Reynolds reiterates that the three core outcomes are all, of course, base scenarios, so there will be grades and nuances within each.
“But however things turn out,” he concludes, “the world we all face is likely to be considerably different, and we will all have to adapt our lives, our business lives and our investments to the world ahead. We will need to be as agile as possible. There are of course, great challenges, but also in many cases, great opportunities ahead.”
Saxo and Quantifeed: Ready for the New World Ahead
Saxo was busy in 2019 forging several new partnerships and deals. One of those emerged in November when Saxo Markets and Quantifeed announced a joint solution to enable financial advisers to scale quickly in a challenging environment. They signed a Memorandum of Understanding to deliver a platform-based solution that will help financial advisors provide planning and advisory services with greater efficiency, flexibility and scalability. Clearly, the timing was good, as it is precisely this type of agility that banks and other wealth management providers will require in the months and years ahead.
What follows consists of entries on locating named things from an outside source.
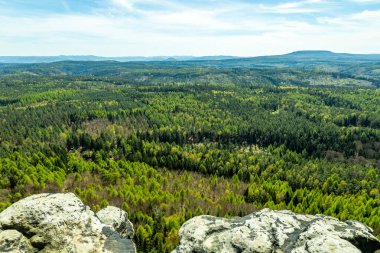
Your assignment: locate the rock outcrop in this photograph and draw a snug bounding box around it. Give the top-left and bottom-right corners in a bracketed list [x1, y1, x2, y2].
[0, 193, 136, 253]
[172, 209, 380, 253]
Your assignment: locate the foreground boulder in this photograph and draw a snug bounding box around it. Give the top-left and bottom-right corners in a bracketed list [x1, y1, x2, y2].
[173, 209, 380, 253]
[0, 193, 136, 253]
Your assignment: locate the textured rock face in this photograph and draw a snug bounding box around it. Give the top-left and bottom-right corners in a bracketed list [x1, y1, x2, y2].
[172, 209, 380, 253]
[0, 193, 136, 253]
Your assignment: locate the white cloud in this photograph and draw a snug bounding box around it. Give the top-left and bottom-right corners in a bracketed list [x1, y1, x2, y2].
[0, 0, 380, 56]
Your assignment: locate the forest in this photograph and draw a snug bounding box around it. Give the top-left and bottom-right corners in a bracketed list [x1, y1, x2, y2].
[0, 60, 380, 252]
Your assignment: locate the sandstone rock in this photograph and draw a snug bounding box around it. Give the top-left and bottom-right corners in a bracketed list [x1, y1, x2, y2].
[173, 209, 380, 253]
[0, 193, 136, 253]
[0, 230, 35, 253]
[96, 206, 135, 238]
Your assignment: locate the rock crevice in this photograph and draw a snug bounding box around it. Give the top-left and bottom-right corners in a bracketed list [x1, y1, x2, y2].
[172, 209, 380, 253]
[0, 193, 136, 253]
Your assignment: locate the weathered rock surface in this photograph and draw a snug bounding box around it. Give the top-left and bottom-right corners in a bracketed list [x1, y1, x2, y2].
[0, 193, 136, 253]
[172, 209, 380, 253]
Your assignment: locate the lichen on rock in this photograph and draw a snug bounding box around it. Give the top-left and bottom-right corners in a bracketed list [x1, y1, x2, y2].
[172, 209, 380, 253]
[0, 193, 136, 253]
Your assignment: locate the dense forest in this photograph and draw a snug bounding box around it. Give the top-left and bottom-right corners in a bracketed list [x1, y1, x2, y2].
[0, 60, 380, 252]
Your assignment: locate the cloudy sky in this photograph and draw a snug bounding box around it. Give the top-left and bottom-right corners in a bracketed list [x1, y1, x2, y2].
[0, 0, 380, 56]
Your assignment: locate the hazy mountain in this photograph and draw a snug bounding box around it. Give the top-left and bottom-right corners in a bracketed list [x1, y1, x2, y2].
[0, 55, 238, 63]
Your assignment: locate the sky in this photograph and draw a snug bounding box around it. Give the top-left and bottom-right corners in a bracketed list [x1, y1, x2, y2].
[0, 0, 380, 56]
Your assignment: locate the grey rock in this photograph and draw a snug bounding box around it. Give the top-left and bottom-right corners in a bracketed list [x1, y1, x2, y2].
[96, 206, 135, 238]
[172, 209, 380, 253]
[0, 193, 136, 253]
[0, 229, 35, 253]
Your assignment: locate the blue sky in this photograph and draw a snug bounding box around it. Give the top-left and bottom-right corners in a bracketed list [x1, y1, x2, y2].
[0, 0, 380, 56]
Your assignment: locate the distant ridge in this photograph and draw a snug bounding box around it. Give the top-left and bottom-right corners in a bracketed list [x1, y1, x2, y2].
[0, 55, 239, 63]
[286, 50, 335, 55]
“The solutions we are building with Quantifeed will be available very soon,” Reynolds explains, “and will allow clients to spend more time thinking about portfolios and portfolio construction. The Quantifeed portfolio construction tool that can bring in different asset classes and different products and look at how portfolios have performed in interesting environments. It is a strong offering and especially welcome at this difficult time.”
Built on top of Saxo’s OpenAPI, Quantifeed’s robo-advisory technology is designed to bring a comprehensive solution that streamlines the digital wealth management experience. “This,” Reynolds reports, “will provide seamless integration of backend functions, freeing advisers from administrative work to focus on client-centric advisory activities, which is particularly vital and valuable in the environment we all face ahead.”
The platform will include three core functions: portfolio and account management, which lets advisers construct, customise and rebalance portfolios and screen investments in just a few clicks; CIO notices, which provides advisors with actionable intelligence that enables them to help customers respond nimbly to market events; and “interactive investment journey”, a tool through which advisers can deliver a simple, fast, informative, transparent and personalised investment journey to customers digitally.
The venture will result in Saxo and Quantifeed offering advisers a variety of digital solutions advantages in onboarding and of course greater speed of access to Saxo’s world of over 4,000 ETFs and more than 500 Unit Trusts worldwide, over 19,000 stocks across core and emerging markets on 37 exchanges worldwide, and access to more than 5,000 government and corporate bonds.
“Moreover,” Reynolds explains, “and again this will be particularly valuable, there will be a state-of-the-art tool for rebalancing client portfolios across large numbers of advisers and end clients. And it will offer a huge increase in operational efficiency by optimising and digitising operations and backend functions, as well as significantly boosting the ability of advisers to deliver in-depth and personalised investment advice to customers more quickly and effectively.”